So one of the clients I do work with is moving a large database from PostgreSQL to Hadoop. The reasons are sound -- volume and velocity are major issues for them, and PostgreSQL is not going away in their data center and in their industry there is a lot more Hadoop usage and tooling than there is PostgreSQL tooling for life science analytics (Hadoop is likely to replace both PostgreSQL and, hopefully, a massive amount of data on NFS). However this has provided an opportunity to think about big data problems and solutions and their implications. At the same time I have seen as many people moving from Hadoop to PostgreSQL as the other way around. No, LedgerSMB will never likely use Hadoop as a backend. It is definitely not the right solution to any of our problems.
Big data problems tend to fall into three categories, namely managing ever increasing volume of data, managing increasing velocity of data, and dealing with greater variety of data structure. It's worth noting that these are categories of problems, not specific problems themselves, and the problems within the categories are sufficiently varied that there is no solution for everyone. Moreover these solutions are hardly without their own significant costs. All too often I have seen programs like Hadoop pushed as a general solution without attention to these costs and the result is usually something that is overly complex and hard to maintain, may be slow, and doesn't work very well.

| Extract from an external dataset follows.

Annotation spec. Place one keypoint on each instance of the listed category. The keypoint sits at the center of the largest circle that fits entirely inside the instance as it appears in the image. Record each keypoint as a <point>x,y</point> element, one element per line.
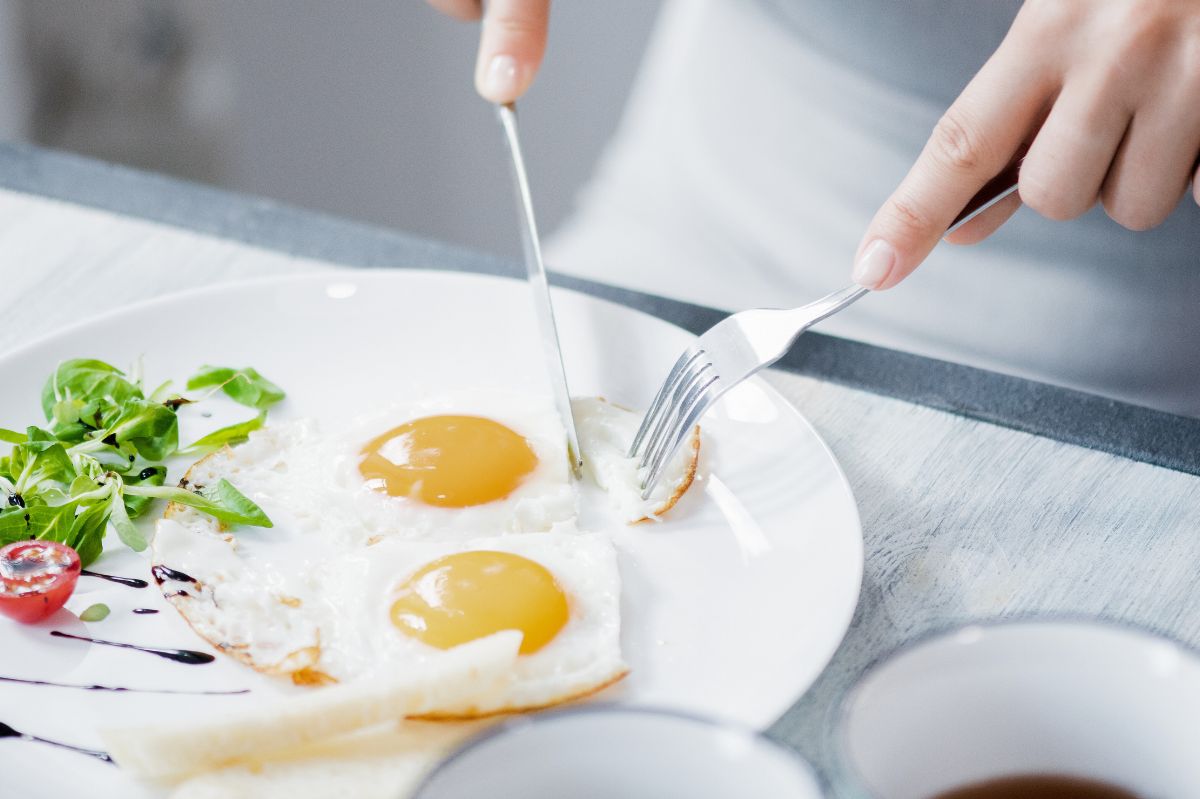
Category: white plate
<point>731,608</point>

So the first point worth noting is that big data solutions are specialist solutions, while relational database solutions for OLTP and analytics are generalist solutions. Usually those who are smart start with the generalist solutions and move to the specialist solutions unless they know out of the box that the specialist solutions address a specific problem they know they have. No, Hadoop does not make a great general ETL platform.....
One of the key things to note is that Hadoop is built to solve all three problems simultaneously. This means that you effectively buy into a lot of other costs if you are trying to solve only one of the V problems with it.
The single largest cost comes from the solutions to the variety of data issues. PostgreSQL and other relational data solutions provide very good guarantees on the data because they enforce a lack of variety. You force a schema on write and if that is violated, you throw an error. Hadoop enforces a schema on read, and so you can store data and then try to read it, and get a lot of null answers back because the data didn't fit your expectations. Ouch. But that's very helpful when trying to make sense of a lot of non-structured data.
Now, solutions to check out first if you are faced with volume and velocity problems include Postgres-XL and similar shard/clustering solutions but these really require good data partitioning criteria. If your data set is highly interrelated, it may not be a good solution because cross-node joins are expensive. Also you wouldn't use these for smallish datasets either, certainly not if they are under a TB since the complexity cost of these solutions is not lightly undertaken either.
Premature optimization is the root of all evil and big data solutions have their place. However don't use them just because they are cool or new, or resume-building. They are specialist tools and overuse creates more problems than underuse.